Av. Sevcen CAN & Av. Yasemin ÇORAK
Hemen herkesin bildiği veya daha önce duymuş olduğu “copyright” terimi, bir eserin başkaları tarafından kopyalanmasını, çoğaltılmasını, dağıtılmasını engelleyen telif hakkı olarak tanımlanabilir. “Copyleft” ise, “copyright”a zıt bir anlam ifade etmekte olup, copyleft lisanslar ile eser üzerinde başkalarına değişiklik yapma, dağıtma, kopyalama, inceleme, kullanma hakkı sağlayan ancak, bu hakkın değiştirilmiş eser üzerinde de tanınmasını şart koşan bir çeşit telif hakkıdır. Bir başka deyişle “copyright” kavramıyla telif hakkının (değiştirme, kopyalama, satışa sunma, dağıtma vb.) başkaları tarafından ihlal edilmesinin önüne geçilmesi ifade edilirken, “copyleft” kavramı telif hakkının başkaları tarafından da kullanılabilmesini sağlamakla ilgili olup, eser üreticisinin birtakım telif haklarından feragat etmesini gerektiren bir lisanslama türüdür.
Copyleft lisanslar telif hakkı kapsamında koruma sağlanabilecek her türlü eserde kullanılabilmekle birlikte, sıklıkla yazılım sektöründe karşımıza çıkmaktadır. Bir yazılımın özgür yazılım olarak nitelendirilebilmesinin yolu, yazılımın copyleft lisanslarıyla paylaşıma sunulması, dolayısıyla başkaları tarafından değiştirilmesi, geliştirilmesi, türetilmesi, kopyalanması, dağıtılması imkanının sağlanması ve bunun sürdürülebilir kılınmasıdır. Bir başka deyişle, copyleft lisanslı bir yazılım değiştirilerek başka bir yazılıma dönüştürüldüğünde, bu yeni yazılımın da aynı şekilde copyleft lisansıyla sunulması, başkalarının yazılım üzerinde sahip olduğu özgürlüğün devamının sağlanması şarttır.

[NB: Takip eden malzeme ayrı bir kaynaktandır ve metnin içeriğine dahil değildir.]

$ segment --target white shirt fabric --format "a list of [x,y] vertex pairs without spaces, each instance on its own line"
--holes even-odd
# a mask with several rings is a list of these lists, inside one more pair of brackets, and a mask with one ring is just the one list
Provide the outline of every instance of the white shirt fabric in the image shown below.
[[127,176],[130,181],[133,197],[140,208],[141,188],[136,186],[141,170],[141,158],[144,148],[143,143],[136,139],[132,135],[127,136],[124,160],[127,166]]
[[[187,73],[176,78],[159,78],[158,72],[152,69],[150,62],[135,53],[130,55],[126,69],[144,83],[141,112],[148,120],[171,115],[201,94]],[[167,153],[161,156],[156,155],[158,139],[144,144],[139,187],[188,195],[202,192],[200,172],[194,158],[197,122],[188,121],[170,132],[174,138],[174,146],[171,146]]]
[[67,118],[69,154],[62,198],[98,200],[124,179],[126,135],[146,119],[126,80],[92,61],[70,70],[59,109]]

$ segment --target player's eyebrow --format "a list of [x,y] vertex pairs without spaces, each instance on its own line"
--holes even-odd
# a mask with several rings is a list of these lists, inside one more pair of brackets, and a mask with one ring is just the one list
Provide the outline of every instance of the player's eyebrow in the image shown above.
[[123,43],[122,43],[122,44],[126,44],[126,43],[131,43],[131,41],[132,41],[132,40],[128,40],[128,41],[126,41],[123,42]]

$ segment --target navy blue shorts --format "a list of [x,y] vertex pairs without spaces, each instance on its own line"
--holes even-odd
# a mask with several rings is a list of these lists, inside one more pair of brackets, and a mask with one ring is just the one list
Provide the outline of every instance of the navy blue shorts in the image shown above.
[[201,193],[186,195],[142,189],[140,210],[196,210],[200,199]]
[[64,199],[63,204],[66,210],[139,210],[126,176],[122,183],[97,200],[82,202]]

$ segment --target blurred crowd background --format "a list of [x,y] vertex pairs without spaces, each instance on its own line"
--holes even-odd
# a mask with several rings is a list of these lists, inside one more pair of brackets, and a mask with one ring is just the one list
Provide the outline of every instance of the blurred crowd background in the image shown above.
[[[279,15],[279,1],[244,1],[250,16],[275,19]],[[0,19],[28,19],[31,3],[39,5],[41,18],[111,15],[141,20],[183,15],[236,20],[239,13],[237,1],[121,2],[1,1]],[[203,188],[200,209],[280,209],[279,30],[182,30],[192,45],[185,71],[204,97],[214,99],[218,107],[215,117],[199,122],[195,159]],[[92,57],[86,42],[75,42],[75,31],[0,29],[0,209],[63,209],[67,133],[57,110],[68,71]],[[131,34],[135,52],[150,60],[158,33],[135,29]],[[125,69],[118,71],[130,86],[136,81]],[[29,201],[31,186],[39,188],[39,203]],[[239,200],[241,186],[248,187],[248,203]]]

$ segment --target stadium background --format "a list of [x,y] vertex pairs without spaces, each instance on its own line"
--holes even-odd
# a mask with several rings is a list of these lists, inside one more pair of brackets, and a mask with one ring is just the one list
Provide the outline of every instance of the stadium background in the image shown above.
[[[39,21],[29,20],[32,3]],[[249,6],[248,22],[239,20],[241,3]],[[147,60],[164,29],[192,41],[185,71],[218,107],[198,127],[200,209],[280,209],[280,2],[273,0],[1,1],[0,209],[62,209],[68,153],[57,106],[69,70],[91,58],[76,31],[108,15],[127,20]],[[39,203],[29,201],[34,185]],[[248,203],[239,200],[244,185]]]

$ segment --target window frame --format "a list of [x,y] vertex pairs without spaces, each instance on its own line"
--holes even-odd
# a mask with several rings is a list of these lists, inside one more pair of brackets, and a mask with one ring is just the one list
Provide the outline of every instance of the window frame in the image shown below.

İlk ve en yaygın kulanılan copyleft lisans, Richard Stallman tarafından geliştirilen GNU General Public Lisans’tır (GPL). GNU General Public Lisans’ın arkasından Creative Commons Lisansı ve BSD Lisansı gelmektedir.
Son olarak, bazı özgür yazılım lisansları yazılımın değiştirilmiş kopyalarını dağıtma hakkını sınırlandırdığı için, her özgür yazılım lisansının da copyleft lisans olarak nitelendirilmeyeceğini belirtelim.